我在pyspark df中有一列,其中包含一组映射,如下所示:
[{"address": "Fadden", "city": "", "country": "", "note": "", "stateProvince": "Queensland"}]
df.printSchema()
为该列返回以下内容:
|-- constituencies: array (nullable = true)
| |-- element: struct (containsNull = true)
| | |-- address: string (nullable = true)
| | |-- city: string (nullable = true)
| | |-- country: string (nullable = true)
| | |-- note: string (nullable = true)
| | |-- stateProvince: string (nullable = true)
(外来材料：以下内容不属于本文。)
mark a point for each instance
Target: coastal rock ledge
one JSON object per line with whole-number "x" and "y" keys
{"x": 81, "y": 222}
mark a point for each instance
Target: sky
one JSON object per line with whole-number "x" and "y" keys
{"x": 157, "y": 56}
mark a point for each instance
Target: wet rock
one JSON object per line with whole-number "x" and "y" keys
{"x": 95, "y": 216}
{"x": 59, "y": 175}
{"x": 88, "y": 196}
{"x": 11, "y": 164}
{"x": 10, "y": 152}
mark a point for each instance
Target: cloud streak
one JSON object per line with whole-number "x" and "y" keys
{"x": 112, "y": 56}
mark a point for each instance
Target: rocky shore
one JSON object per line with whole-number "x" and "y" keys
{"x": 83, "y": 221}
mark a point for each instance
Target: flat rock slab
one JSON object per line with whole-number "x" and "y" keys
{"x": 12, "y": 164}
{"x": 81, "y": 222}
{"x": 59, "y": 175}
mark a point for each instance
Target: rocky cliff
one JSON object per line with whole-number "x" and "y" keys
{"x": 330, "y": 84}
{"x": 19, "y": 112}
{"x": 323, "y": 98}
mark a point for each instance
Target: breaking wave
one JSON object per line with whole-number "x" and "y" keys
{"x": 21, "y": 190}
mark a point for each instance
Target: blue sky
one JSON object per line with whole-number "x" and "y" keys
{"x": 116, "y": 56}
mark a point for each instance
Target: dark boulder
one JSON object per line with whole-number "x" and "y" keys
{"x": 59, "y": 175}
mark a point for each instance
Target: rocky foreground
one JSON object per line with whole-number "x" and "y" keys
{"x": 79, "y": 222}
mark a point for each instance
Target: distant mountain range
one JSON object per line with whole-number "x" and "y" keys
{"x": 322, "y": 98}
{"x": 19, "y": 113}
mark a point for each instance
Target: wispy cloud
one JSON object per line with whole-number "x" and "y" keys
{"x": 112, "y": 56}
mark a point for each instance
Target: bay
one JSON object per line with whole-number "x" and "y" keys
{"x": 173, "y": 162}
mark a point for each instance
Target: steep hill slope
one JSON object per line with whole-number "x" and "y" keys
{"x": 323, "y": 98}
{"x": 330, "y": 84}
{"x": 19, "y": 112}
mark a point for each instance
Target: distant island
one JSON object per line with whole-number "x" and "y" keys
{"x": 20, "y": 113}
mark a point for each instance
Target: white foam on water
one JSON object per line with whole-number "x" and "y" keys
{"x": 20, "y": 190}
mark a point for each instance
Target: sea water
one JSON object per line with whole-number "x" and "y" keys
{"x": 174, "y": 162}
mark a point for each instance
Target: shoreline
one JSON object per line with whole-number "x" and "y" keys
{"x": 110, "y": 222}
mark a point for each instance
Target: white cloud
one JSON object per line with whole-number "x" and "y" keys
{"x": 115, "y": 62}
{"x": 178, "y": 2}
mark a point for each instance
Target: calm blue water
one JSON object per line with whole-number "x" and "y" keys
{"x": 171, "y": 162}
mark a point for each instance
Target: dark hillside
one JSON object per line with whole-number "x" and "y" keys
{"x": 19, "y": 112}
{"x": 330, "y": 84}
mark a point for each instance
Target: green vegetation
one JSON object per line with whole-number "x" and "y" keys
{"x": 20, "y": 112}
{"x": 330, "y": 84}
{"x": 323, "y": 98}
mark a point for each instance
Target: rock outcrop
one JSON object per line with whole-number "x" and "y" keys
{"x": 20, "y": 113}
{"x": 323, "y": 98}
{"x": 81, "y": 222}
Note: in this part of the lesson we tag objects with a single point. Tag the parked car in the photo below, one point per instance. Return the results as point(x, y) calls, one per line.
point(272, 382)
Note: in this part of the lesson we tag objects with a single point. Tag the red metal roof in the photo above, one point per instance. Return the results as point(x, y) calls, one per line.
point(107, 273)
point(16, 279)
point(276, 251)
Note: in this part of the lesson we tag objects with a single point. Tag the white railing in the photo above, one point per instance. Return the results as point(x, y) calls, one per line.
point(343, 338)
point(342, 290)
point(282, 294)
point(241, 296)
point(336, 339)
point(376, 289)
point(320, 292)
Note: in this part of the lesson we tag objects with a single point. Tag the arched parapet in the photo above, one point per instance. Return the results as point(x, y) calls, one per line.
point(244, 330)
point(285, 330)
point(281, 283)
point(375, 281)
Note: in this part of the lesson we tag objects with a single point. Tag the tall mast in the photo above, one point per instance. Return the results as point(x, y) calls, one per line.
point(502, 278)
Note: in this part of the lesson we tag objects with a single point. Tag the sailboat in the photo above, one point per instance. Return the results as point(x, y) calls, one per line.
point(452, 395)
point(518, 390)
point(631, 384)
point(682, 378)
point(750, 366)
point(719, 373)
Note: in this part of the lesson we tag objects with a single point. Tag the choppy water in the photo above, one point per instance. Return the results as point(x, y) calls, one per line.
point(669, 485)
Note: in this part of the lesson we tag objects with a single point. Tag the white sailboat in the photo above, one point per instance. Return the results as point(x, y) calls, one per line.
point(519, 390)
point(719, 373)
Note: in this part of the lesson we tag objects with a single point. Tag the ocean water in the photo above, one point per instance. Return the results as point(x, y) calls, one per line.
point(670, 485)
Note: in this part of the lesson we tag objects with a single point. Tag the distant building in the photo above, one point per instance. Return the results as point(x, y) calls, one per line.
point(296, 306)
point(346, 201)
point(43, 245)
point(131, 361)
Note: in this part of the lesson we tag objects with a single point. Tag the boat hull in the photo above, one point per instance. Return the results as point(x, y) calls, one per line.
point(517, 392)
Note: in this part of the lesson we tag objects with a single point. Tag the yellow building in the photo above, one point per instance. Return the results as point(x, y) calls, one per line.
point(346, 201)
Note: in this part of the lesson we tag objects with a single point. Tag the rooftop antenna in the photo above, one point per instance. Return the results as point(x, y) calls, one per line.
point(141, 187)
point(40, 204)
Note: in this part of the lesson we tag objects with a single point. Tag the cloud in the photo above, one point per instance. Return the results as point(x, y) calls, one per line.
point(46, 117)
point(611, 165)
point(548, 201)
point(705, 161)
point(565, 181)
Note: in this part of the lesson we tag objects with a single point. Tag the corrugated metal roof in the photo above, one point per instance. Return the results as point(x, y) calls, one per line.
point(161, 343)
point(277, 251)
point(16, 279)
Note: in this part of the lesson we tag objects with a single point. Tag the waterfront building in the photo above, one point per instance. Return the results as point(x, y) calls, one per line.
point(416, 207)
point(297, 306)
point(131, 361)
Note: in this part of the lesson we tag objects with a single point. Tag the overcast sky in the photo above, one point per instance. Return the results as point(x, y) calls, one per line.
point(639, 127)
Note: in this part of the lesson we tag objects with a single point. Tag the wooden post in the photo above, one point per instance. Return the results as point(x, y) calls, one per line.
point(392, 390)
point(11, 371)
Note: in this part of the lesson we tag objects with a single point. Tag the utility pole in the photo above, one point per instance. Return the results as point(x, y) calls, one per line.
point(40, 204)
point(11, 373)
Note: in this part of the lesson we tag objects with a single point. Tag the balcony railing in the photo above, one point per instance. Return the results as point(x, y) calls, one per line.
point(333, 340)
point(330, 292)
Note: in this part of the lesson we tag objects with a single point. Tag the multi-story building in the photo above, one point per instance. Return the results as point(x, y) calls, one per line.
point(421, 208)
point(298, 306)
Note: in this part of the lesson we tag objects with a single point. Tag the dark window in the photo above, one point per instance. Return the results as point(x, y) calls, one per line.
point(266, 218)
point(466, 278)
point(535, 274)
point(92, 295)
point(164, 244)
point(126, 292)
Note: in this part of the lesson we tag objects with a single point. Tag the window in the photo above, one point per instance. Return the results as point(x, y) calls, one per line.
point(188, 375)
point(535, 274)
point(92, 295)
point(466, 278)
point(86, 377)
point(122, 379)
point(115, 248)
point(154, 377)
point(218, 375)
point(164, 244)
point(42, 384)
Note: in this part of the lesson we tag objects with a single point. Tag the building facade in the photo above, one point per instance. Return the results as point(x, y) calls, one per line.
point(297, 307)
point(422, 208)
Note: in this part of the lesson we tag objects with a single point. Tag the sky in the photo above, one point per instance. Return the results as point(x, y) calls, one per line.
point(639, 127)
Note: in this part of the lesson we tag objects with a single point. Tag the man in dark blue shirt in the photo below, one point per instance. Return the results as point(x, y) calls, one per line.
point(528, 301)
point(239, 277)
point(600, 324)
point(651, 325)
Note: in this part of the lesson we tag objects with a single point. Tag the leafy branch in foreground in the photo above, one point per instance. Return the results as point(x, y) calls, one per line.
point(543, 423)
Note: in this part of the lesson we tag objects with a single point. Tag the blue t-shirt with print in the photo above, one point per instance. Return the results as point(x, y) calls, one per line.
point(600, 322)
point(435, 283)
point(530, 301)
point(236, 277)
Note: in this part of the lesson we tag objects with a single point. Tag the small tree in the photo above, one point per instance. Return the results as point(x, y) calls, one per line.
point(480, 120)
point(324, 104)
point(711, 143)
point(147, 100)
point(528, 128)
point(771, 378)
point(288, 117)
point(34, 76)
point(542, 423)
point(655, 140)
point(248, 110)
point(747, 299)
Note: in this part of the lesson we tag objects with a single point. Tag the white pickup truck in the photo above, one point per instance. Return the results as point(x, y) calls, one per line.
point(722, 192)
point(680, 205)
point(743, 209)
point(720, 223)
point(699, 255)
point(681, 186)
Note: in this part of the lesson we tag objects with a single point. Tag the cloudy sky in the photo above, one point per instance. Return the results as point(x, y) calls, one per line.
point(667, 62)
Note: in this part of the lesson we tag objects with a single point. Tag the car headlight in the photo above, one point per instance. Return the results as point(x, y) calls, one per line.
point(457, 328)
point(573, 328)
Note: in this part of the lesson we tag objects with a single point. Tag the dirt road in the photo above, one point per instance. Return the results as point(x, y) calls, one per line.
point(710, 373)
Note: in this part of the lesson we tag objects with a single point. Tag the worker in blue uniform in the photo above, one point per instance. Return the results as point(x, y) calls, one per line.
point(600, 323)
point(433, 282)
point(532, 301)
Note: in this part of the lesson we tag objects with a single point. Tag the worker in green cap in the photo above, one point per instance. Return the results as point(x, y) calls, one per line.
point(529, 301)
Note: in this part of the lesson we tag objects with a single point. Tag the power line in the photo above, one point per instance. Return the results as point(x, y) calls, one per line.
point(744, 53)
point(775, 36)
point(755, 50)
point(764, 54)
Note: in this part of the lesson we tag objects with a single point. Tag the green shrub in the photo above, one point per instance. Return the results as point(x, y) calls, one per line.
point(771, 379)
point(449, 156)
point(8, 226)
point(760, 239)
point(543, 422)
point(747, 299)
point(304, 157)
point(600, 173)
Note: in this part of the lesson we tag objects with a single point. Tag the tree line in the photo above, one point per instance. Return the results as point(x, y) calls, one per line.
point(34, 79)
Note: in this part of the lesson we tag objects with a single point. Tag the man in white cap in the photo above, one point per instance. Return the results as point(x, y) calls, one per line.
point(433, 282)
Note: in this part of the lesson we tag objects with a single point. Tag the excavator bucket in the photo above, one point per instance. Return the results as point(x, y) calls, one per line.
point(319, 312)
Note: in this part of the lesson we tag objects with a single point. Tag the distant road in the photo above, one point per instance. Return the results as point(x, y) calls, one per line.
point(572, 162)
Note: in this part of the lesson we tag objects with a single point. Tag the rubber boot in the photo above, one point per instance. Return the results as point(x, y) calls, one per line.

我想取消所有那些空字符串。所以我认为这将是用F.transform(col, f)
解决的完美问题
所以我创建了这个函数,然后在下面的转换表达式中使用它:
def nullify_vals(d):
def nullify_string(str_):
if str_.strip() == "":
return None
return str_.strip()
return (
dict((k, nullify_string(v)) for k, v in d.items())
)
请注意,以上内容在字典上测试时有效:
dd = {"my": "map", "is": "", "not": " ", "entierly": " empty , right?"}
d_cln = nullify_vals(dd)
d_cln["not"] is None # returns True
但当我在Pyspark中使用它时,它给了我一个错误:
import pyspark.sql.functions as F
result = kyclean.select(F.transform("constituencies", nullify_vals))
TypeError:"Column"对象不可调用
这是堆栈跟踪的最后几行:
---------------------------------------------------------------------------
TypeError Traceback (most recent call last)
File <command-899394298900126>:1, in <module>
----> 1 result = kyclean.select(F.transform("constituencies", nullify_vals))
File /databricks/spark/python/pyspark/sql/functions.py:4260, in transform(col, f)
4214 def transform(col, f):
4215 """
4216 Returns an array of elements after applying a transformation to each element in the input array.
4217
(...)
4258 +--------------+
4259 """
-> 4260 return _invoke_higher_order_function("ArrayTransform", [col], [f])
File /databricks/spark/python/pyspark/sql/functions.py:4209, in _invoke_higher_order_function(name, cols, funs)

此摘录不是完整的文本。